While Velvet Terrorists provides entertaining and revealing portraits of its three subjects, its scrutiny of their motives often falls short, and it misses any opportunity seriously to explore the ethics and effectiveness of armed resistance: there was, it seems, far greater potential for analysing the relationship between such radical resistance and the wider civic dissidence which accompanied it – and for comparing the violent upheaval these men were pushing for and the Velvet Revolution which emerged – bloodlessly – in its place.
The films at this year’s ‘Made in Prague’ Festival have shown a variety of approaches towards the portrayal of true stories. The Way Out presented dramatised versions of the cast’s own lives; In Silence rendered first-person accounts of holocaust survivors into a stylised cinematic poem; Citizen Havel used the documentary to explore the private life of one of the Czech Lands’ most famous sons.
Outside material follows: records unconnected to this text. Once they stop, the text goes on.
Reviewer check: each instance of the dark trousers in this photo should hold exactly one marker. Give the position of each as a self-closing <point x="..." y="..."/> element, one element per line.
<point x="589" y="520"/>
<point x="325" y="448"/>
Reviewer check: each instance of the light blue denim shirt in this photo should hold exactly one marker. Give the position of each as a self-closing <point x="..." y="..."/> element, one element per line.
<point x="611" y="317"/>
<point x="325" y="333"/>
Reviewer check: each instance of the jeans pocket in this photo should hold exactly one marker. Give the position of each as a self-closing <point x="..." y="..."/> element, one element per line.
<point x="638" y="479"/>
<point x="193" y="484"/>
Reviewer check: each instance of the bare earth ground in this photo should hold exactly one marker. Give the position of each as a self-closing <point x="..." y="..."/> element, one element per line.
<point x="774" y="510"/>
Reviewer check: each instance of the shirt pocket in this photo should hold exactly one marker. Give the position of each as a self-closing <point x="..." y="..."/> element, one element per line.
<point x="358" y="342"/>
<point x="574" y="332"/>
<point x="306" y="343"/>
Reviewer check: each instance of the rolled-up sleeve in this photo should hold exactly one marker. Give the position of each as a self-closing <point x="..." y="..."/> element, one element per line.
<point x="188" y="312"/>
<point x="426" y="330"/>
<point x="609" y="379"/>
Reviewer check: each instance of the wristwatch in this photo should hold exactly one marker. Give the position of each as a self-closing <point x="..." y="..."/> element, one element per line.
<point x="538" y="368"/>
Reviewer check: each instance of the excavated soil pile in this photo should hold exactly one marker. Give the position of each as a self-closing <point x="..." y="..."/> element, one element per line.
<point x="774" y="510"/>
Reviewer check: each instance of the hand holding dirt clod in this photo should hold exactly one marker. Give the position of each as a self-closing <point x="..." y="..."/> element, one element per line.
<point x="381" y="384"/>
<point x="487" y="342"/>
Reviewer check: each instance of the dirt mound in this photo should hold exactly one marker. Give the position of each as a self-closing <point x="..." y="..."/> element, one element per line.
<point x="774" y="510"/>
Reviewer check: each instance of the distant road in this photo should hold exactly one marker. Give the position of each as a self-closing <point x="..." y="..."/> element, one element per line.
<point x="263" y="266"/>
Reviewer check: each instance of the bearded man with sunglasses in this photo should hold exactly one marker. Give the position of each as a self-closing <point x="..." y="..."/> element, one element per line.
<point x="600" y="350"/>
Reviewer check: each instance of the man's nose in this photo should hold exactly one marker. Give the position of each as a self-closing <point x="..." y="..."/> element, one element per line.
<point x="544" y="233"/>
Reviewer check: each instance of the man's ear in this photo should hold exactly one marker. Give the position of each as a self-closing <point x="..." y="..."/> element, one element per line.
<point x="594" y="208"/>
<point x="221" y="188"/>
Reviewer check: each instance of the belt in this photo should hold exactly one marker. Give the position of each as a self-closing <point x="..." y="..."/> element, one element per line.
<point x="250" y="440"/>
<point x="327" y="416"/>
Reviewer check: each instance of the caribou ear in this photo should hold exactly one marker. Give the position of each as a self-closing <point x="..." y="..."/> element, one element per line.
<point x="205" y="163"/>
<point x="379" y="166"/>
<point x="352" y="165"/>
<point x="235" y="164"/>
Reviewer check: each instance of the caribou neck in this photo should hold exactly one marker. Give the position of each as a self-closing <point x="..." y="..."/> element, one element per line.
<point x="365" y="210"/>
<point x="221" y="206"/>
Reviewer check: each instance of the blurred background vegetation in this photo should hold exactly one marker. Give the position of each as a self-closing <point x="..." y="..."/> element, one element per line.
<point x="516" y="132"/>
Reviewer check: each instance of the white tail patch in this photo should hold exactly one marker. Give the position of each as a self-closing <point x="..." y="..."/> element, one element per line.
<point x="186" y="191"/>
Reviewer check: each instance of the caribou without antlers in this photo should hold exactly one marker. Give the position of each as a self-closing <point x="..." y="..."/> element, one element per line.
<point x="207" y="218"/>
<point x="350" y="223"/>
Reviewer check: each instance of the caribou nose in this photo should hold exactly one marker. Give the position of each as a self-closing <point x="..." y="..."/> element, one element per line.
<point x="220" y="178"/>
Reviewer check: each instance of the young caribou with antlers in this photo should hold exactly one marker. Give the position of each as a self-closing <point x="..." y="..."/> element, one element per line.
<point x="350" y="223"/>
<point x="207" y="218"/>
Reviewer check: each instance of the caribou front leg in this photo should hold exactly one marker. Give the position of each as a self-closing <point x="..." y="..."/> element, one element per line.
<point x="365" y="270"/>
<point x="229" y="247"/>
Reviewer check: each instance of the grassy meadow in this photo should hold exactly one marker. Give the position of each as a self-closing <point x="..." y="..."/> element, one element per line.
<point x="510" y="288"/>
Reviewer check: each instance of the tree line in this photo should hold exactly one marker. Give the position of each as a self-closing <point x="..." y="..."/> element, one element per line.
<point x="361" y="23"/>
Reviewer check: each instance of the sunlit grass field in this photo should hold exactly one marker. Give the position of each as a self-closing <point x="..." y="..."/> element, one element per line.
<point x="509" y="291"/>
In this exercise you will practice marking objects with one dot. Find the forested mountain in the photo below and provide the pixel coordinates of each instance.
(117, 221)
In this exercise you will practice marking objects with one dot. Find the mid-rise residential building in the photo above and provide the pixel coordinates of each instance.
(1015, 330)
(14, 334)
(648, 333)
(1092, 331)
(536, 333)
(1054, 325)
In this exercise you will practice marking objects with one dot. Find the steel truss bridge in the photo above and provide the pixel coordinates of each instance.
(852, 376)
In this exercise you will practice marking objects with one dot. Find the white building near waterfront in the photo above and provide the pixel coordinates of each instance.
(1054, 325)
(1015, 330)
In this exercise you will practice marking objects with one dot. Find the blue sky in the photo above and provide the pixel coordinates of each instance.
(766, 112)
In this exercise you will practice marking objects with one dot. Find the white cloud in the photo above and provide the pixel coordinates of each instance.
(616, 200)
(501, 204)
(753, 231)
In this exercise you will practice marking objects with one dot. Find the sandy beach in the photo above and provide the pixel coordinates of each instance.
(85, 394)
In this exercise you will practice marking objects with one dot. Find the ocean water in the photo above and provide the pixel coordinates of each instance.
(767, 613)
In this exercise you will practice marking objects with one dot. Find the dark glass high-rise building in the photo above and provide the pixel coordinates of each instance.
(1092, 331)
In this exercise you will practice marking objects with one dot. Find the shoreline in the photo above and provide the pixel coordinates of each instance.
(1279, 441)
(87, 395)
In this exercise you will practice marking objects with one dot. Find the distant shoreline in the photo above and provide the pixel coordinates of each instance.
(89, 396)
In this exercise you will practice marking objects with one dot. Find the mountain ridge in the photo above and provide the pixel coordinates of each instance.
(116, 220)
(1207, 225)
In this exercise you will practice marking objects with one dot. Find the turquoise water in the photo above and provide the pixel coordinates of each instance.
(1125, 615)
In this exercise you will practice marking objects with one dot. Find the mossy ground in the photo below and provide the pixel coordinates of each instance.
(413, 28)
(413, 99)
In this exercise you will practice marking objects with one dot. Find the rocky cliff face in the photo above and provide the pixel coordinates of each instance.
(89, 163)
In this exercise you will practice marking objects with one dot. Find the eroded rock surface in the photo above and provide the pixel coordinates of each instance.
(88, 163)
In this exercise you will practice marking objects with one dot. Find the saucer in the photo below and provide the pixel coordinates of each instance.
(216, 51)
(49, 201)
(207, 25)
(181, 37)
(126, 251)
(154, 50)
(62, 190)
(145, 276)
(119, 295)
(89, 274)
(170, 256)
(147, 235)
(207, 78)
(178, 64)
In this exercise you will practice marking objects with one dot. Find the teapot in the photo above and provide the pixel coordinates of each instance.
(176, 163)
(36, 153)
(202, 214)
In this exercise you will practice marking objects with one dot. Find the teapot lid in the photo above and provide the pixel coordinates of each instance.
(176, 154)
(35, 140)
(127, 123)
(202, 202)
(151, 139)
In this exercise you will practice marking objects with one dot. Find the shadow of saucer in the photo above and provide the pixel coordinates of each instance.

With its ever-shifting boundaries between reality and fantasy, Velvet Terrorists takes perhaps the most novel approach. All of these films are a credit to a Czech film industry clearly unafraid to explore the sometimes murky depths of the country’s recent history and contemporary society.
Pavel Pekarčík, Ivan Ostrochovský and Peter Kerekes’s Velvet Terrorists was part of the ‘Made in Prague’ Festival (2nd-30th November), organised by the Czech Centre, London.